Deoris pulled the spent man into her arms, and he did not move. Silence stole toward them on dim feet, while the crack of light crept slowly across her face and lent its glow at last to Riveda's rough-hewn, sleeping face. Heavy, abandoned sleep enfolded him, a sleep that seemed to clasp fingers with death. Time had run down; Deoris, kneeling in the darkness, could feel the sluggish beating of its pulse in the water that dripped crisply, drearily, eroding a deep channel through her heart, that flowed with brooding silence ...

Riveda moved finally, as if with pain. The single ray of light outlined his face, harshly unrelenting, before her longing eyes. "Deoris," he whispered, and the manacled hand groped at her waist ... then he sighed. "Of course. They have burned it!" He stopped, his voice still hoarse and rasping. "Forgive me," he said. "It was best—you never knew—our child!" He made a strange blurred sound like a sob, then turned his face into her hand and with a reverence as great as it was unexpected, pressed his lips into the palm. His manacled hand fell, with a clashing of chains.

For the first time in his long and impersonally concentrated life, Riveda felt a deep and personal despair. He did not fear death for himself; he had cast the lots and they had turned against him. But what lot have I cast for Deoris? She must live—and after me her child will live—that child! Suddenly Riveda knew the full effect of his actions, faced responsibility and found it a bitter, self-poisoned brew. In the darkness, he held Deoris as close and as tenderly as he could in the circumstances, as if straining to give the protection he had too long neglected ... and his thoughts ran a black torrent.

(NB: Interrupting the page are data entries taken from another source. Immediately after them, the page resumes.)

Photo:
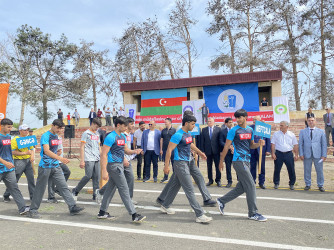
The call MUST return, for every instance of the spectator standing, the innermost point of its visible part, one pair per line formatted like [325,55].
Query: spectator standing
[313,148]
[137,144]
[68,118]
[308,115]
[91,116]
[166,134]
[205,113]
[60,114]
[264,102]
[211,148]
[284,149]
[329,124]
[150,143]
[76,117]
[229,156]
[108,116]
[255,156]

But for Deoris the greyness was gone. In despair and pain she had finally found the man she had always seen and known and loved behind the fearful outer mask he wore to the world. In that hour, she was no longer a frightened child, but a woman, stronger than life or death in the soft violence of her love for this man she could never manage to hate. Her strength would not last—but as she knelt beside him, she forgot everything but her love of Riveda. She held his chained body in her arms, and time stopped for them both.